The logs revealed user password information and the email count exceeded several million. This data, according to SafetyDetectives, could be weaponized to compromise other individuals and groups; and full names, emails, and password hashes could also be used to identity users’ real identity and commit various types of deception and fraud.

 

Honorable mentions include:

 

Predictions for 2021

With 2021 just days away, what will the cybersecurity landscape look like? Any cybersecurity professional will tell you that cybersecurity is a moving target, says Hallenbeck. “Organizations must continually reassess and redeploy their cybersecurity strategies, but many had to lower their guards in 2020. The realities of a global pandemic, resourcing and finances meant sidelining new security projects or accepting less visibility across the IT estate,” he adds.

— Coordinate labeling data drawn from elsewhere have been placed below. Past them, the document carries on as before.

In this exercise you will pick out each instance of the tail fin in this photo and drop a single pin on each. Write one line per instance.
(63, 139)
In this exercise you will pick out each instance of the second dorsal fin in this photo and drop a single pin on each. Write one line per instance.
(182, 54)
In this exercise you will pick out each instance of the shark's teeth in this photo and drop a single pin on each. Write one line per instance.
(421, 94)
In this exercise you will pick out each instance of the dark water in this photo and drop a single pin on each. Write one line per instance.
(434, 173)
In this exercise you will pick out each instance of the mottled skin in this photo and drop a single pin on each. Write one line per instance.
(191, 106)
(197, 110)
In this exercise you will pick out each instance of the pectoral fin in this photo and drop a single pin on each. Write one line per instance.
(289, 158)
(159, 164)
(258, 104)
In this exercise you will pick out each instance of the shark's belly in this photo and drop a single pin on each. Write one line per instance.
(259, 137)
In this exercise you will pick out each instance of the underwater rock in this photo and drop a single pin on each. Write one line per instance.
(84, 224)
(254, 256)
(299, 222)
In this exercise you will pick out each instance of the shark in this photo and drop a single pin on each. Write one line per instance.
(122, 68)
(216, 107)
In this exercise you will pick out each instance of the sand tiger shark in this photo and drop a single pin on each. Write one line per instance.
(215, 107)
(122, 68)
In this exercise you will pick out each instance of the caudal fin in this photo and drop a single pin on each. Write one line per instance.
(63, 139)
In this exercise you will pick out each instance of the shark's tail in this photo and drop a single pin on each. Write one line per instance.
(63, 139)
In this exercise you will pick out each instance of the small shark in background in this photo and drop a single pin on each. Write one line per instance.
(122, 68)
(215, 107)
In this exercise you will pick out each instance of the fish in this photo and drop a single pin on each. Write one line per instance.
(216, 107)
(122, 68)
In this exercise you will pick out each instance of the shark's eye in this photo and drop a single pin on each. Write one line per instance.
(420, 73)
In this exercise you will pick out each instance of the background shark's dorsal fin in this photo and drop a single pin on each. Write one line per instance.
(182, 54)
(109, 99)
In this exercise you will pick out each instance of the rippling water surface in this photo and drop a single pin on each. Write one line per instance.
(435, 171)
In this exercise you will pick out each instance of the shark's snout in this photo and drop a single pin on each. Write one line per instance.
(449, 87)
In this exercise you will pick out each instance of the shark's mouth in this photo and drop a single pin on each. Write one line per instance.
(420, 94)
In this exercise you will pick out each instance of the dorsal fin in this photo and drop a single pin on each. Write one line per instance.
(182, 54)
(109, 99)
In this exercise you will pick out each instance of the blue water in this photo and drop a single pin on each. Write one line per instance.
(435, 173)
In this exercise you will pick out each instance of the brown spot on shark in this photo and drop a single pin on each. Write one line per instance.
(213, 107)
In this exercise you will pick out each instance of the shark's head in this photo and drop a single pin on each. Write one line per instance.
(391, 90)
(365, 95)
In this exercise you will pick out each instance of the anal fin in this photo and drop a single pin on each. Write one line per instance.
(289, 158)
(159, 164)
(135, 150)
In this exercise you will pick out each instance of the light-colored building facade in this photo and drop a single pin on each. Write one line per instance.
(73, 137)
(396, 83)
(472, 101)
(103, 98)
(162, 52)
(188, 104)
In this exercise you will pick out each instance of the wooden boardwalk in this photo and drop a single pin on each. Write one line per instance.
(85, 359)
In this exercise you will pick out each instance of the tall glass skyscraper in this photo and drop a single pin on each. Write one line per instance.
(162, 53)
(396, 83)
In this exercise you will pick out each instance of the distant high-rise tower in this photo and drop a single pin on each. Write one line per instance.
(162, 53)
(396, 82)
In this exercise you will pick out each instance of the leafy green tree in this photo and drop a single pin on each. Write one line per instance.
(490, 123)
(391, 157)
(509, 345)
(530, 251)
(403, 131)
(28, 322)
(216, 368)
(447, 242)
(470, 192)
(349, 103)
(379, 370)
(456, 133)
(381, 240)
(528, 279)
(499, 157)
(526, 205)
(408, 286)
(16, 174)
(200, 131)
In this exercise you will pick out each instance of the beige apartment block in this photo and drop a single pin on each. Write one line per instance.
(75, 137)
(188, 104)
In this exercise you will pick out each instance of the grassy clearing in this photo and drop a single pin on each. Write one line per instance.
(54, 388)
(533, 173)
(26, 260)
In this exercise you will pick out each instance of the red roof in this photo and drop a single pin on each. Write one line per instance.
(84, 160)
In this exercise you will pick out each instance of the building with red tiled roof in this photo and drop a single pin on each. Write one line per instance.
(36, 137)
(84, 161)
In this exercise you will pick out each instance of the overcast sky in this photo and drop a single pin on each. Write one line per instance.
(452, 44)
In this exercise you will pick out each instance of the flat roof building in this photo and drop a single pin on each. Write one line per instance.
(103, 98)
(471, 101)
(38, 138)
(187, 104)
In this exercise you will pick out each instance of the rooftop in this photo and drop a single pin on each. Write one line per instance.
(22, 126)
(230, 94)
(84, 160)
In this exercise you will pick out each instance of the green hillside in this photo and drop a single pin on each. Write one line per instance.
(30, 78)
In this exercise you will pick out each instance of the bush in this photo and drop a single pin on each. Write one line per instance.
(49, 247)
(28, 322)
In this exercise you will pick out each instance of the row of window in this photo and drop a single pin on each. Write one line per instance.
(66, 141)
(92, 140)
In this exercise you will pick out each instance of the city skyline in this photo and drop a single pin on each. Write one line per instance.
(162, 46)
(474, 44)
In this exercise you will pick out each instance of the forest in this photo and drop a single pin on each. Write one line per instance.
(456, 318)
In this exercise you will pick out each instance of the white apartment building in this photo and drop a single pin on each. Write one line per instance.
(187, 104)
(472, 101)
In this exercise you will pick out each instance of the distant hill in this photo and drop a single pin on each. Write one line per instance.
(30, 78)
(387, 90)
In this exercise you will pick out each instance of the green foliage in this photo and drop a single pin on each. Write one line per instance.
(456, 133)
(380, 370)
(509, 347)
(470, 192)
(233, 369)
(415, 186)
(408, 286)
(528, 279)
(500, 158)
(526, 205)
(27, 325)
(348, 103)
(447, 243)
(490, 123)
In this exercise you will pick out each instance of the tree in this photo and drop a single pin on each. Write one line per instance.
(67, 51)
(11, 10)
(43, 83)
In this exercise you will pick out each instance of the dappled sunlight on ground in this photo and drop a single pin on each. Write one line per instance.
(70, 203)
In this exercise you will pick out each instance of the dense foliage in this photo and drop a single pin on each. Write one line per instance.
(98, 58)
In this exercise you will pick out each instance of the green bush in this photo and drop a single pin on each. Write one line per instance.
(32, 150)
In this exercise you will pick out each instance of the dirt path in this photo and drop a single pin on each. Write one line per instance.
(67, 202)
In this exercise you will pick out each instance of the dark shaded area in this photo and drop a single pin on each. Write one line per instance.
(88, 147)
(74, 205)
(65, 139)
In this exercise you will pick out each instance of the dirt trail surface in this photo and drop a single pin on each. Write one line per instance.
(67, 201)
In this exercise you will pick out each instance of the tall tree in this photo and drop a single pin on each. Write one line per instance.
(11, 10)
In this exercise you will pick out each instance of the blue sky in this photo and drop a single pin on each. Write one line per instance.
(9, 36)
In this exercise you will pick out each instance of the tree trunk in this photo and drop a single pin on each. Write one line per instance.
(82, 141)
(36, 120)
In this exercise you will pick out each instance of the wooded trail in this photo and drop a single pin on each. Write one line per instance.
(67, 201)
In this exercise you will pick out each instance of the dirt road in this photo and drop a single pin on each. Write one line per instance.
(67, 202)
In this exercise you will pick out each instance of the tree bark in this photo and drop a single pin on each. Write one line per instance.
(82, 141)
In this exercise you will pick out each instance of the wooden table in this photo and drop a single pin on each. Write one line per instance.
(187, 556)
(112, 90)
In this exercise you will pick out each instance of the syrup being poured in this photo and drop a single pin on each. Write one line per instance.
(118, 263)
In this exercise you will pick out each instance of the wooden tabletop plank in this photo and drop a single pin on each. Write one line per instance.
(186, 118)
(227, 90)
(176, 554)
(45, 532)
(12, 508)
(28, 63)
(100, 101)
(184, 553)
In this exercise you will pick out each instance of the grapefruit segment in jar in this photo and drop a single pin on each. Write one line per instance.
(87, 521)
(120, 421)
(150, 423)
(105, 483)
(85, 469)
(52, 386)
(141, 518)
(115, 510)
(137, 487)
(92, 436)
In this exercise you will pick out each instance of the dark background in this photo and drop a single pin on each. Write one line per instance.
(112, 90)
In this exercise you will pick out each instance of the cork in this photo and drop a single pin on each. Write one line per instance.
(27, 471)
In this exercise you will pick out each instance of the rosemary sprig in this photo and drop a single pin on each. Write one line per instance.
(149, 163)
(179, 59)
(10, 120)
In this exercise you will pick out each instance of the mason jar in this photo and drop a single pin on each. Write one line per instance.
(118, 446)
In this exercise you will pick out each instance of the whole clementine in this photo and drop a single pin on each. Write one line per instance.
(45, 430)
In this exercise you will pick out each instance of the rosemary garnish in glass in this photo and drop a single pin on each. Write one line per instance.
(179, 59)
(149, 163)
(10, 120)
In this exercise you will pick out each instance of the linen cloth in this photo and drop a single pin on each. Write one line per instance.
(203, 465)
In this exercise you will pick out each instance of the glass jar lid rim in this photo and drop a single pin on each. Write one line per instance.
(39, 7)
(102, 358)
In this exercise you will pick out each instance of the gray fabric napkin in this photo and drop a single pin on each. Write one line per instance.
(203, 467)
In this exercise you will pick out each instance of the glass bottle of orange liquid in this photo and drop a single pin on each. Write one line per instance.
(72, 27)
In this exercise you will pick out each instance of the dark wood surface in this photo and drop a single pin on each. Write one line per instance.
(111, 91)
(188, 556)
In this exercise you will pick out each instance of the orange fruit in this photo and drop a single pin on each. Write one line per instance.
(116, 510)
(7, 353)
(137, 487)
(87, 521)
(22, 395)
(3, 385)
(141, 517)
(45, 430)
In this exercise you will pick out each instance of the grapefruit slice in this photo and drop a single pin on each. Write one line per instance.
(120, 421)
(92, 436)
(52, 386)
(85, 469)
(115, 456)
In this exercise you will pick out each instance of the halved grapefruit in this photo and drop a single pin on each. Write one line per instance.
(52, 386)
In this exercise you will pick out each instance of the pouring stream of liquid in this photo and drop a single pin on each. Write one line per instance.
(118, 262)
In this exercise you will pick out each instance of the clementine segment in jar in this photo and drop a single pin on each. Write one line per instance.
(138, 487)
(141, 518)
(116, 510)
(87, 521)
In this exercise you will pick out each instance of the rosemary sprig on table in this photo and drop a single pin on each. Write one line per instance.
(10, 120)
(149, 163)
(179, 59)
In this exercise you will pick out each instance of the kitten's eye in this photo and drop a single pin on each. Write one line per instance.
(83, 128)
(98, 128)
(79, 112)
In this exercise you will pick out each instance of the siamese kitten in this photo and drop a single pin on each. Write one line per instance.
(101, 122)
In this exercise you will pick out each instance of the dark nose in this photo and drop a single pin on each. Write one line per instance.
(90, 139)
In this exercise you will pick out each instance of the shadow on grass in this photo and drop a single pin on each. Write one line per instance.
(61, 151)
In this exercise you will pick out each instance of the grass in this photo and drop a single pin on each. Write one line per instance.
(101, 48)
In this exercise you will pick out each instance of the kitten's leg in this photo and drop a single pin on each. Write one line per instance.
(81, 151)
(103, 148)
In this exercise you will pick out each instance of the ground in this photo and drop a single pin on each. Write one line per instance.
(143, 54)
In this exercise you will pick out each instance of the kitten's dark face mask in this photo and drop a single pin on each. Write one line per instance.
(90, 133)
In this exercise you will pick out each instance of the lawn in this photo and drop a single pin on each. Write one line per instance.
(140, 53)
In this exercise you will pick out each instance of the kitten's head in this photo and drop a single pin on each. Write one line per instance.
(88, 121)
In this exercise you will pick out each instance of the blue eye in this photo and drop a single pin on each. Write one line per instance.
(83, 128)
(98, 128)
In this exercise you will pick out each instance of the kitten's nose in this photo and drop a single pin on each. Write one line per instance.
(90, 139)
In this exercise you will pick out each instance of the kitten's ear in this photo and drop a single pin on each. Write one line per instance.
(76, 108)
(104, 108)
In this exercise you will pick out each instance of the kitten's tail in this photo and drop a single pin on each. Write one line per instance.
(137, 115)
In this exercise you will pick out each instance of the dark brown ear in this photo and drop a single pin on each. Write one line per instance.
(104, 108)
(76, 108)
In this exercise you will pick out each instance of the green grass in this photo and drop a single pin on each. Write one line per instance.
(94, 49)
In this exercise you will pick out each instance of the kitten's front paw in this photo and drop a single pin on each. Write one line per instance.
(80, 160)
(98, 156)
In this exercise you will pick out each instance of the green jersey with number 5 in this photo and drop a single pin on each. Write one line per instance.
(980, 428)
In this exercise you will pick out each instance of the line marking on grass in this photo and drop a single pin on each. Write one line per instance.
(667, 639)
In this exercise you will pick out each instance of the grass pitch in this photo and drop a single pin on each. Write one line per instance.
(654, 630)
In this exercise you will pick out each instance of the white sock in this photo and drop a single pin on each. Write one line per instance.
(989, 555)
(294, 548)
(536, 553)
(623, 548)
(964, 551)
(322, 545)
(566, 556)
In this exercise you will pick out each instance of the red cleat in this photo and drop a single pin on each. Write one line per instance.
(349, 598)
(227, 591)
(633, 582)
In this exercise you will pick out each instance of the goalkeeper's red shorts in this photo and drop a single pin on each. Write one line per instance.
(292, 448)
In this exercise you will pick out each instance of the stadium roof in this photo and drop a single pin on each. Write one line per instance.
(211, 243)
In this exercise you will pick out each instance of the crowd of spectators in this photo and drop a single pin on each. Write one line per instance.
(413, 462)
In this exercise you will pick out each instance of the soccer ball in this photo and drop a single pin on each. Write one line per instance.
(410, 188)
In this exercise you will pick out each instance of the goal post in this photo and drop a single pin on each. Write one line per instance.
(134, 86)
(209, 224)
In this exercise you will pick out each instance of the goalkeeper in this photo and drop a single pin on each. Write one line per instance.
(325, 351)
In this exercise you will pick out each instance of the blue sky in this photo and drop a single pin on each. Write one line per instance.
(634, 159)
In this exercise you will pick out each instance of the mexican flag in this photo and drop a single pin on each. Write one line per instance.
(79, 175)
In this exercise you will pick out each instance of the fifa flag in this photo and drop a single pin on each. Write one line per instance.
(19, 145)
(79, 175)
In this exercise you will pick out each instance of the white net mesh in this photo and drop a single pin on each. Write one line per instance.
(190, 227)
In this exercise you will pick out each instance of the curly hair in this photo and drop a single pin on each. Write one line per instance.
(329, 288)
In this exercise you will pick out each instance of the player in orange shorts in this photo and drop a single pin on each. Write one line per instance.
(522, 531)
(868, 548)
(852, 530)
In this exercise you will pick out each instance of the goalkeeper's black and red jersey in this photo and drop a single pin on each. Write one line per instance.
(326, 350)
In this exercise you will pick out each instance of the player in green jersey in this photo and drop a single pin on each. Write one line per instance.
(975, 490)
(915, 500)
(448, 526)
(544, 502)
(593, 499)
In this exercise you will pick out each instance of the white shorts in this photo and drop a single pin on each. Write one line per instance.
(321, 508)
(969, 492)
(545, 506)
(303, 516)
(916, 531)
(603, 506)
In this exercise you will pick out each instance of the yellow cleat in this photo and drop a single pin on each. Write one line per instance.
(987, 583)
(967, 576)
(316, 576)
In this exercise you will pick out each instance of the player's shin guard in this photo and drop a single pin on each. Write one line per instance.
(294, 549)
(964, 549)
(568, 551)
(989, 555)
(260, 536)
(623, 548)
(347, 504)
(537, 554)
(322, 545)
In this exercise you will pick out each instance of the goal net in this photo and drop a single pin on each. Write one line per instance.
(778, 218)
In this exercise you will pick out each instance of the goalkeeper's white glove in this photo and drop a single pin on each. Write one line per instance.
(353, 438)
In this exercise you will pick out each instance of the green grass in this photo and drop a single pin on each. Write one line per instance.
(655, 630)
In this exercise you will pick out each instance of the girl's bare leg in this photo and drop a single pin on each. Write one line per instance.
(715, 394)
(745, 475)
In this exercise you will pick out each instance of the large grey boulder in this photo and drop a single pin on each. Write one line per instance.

Recent Tanium research conducted during the first two months of the pandemic revealed 93% of business leaders said their IT teams delayed security projects and 43% have since delayed or stopped patching altogether. Eighty-five percent said they experienced more cyberattacks in the first two months of the pandemic than before it. “I predict this trend will continue well into 2021, and that when these employees, and their endpoints, do return to the office, then there will be even greater fallout,” he notes.

Hallenbeck also predicts a huge uptick and shift in ransomware and explains that over the course of time, ransomware tactics have dramatically changed direction. “Cybercriminals went from a spray and pray effort – hit everyone they could – to a targeted and sophisticated plan of attack. Criminals started going after a particular company, doing recon and gaining access to their systems via targeted spear phishing. Then AV started getting pretty good at the detection aspect. So criminals shifted gears again. Now, they’re skipping malware altogether – they steal credentials, gain access and extort the company for a ransom. This evolution robs defenders of a key piece of the detection puzzle.”

To stay ahead of ransom attacks, Hallenbeck says, “Organizations will need the ability to see, manage and control each and every endpoint in 2021.”